Musik-Bildung im Abseits

Unterricht Die Musikschule muss immer mehr finanzielle Anforderungen auffangen. Die LehrerInnen landen darüber in prekärer Beschäftigung

Seit 2003 wurdendie Honorare derLehrenden nicht mehr erhöht

Die LehrerInnen der öffentlichen Musikschule sind zunehmend auf Honorarbasis angestellt. Das geht aus einer Antwort des Senats auf eine Anfrage der Linksfraktion hervor. Der Stand der musikalischen Bildung und die Situation der öffentlichen Musikschulen wurde am Dienstag in der Stadtbürgerschaft debattiert.

Insgesamt ist die Bremer Musikschule in 18 Stadtteilen aktiv. Etwa 3.000 SchülerInnen bekommen dort Einzel- oder Gruppenunterricht. Seit 2005 hat sich die Anzahl der festangestellten Mitarbeiter von 79 auf 49 reduziert, die Zahl der Honorarkräfte stieg im gleichen Zeitraum allerdings von 56 auf 90.

Aus der Antwort des Senats geht hervor: Zwei Drittel des Unterrichts werden von Honorarkräften geleistet, überwiegend Menschen zwischen 20 und 40 Jahren. Dies stößt bei den Linken auf Kritik: „Wer als junger Mensch in Bremen Musiklehrer oder Musiklehrerin werden will, darf sich von vornherein auf prekäre Beschäftigung und Hangeln von Honorarvertrag zu Honorarvertrag einstellen“, sagt Miram Strunge, die kulturpolitische Sprecherin der Linksfraktion.

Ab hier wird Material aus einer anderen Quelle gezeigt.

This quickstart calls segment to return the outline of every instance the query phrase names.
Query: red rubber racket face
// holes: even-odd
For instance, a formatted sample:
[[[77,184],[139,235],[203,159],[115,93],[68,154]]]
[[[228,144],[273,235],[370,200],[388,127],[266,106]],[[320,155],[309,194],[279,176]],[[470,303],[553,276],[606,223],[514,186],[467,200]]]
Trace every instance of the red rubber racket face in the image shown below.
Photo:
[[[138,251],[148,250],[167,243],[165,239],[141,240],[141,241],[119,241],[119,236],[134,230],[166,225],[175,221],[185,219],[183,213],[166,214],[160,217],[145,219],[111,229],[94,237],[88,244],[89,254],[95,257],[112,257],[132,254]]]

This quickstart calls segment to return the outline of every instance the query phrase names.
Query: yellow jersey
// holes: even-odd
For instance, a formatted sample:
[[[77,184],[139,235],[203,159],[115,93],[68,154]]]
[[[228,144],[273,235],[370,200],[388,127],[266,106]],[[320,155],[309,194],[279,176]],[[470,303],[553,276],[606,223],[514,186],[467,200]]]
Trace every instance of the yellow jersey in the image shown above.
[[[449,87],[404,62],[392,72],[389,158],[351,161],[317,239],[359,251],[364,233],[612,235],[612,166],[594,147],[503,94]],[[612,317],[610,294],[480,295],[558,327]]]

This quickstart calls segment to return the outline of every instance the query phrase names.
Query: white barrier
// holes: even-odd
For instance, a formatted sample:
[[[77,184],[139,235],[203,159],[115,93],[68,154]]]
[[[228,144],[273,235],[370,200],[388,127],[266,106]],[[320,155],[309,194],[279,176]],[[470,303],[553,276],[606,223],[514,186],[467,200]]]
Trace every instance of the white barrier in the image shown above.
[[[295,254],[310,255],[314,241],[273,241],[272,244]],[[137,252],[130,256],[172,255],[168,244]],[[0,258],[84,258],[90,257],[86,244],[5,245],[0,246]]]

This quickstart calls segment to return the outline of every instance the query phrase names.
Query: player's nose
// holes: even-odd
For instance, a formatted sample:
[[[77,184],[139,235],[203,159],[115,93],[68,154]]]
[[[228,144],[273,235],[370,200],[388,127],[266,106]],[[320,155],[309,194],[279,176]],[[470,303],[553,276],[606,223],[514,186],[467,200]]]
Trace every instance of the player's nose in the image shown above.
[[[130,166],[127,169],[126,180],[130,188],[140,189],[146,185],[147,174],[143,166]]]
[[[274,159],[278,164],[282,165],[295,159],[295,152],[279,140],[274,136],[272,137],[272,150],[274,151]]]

Sie fordert eine „Einstellungsoffensive“ mit mehr Festanstellungen der jungen LehrerInnen.

„Der politische Wunsch, möglichst viele Schüler zu unterrichten“, gehe auf Kosten der LehrerInnen, sagte Musikschulleiter Andreas Lemke zur taz. Seit 2003 wurden die Honorare der Lehrenden nicht mehr erhöht, sie belaufen sich auf 20 bis 26 Euro. Das Lehrpersonal, so Lemke, könne davon allein nicht leben.

Die Anstellung auf Honorarbasis führe aber noch nicht zu einer Fluktuation der MusiklehrerInnen, erklärt er. Der Austausch mit Kollegen, Fortbildungen und der Kontakt zu Verbänden mache die Musikschule für viele LehrerInnen zu einem attraktiven Arbeitgeber. Außerdem sei der „Markt so eng“, so Lemke, dass sie die prekäre Beschäftigungen in Kauf nähmen.

Vor allem in Großstädten mit eigenen Musikhochschulen gebe es ein Überangebot an lehrenden MusikerInnen. Anders ist das in ländlichen Regionen ohne eigene MusikerInnenausbildung.

Zwar sei bei der Ausstattung der öffentlichen Musikschule noch „Luft nach oben“, die Qualität des Unterrichts leide aber nicht unter den Honorarverträgen. Diese LehrerInnen böten die gleiche Qualität und Motivation wie die festangestellten MitarbeiterInnen, berichtet der Musikschulleiter.

„Die öffentliche Musikschule ist zentral für die musische Entwicklung von Kindern, Jugendlichen und Erwachsenen“, sagt Strunge. Sie lobt das vielfältige Angebot, etwa die frühkindliche Erziehung. Diese stelle ein wichtiges Verhältnis zur Musik her, das sich bis ins Erwachsenenalter auswirke.

In der Kritik zu prekären Beschäftigungsverhältnissen steht dabei, so die Linke, nicht die Musikschule, sondern die Regierung. Sie müsse „den Finanzbedarf der öffentlichen Musikschule“ erhöhen, erklärt die Kultursprecherin. Der Senat teilt lediglich mit, man plane „vor dem Hintergrund der Haushaltsnotlage“ keine Erhöhung der Finanzierung. Diese beläuft sich seit 2013 auf 1,7 Millionen Euro.

Musikschulleiter Lemke erklärt, die Finanzen der Musikschule würden durch steigende Mietkosten der drei Musikschulgebäude und wegen der Inflation immer enger. Er sei „ nicht blind“, sagt er – er erkenne die Finanznotlage des Landes.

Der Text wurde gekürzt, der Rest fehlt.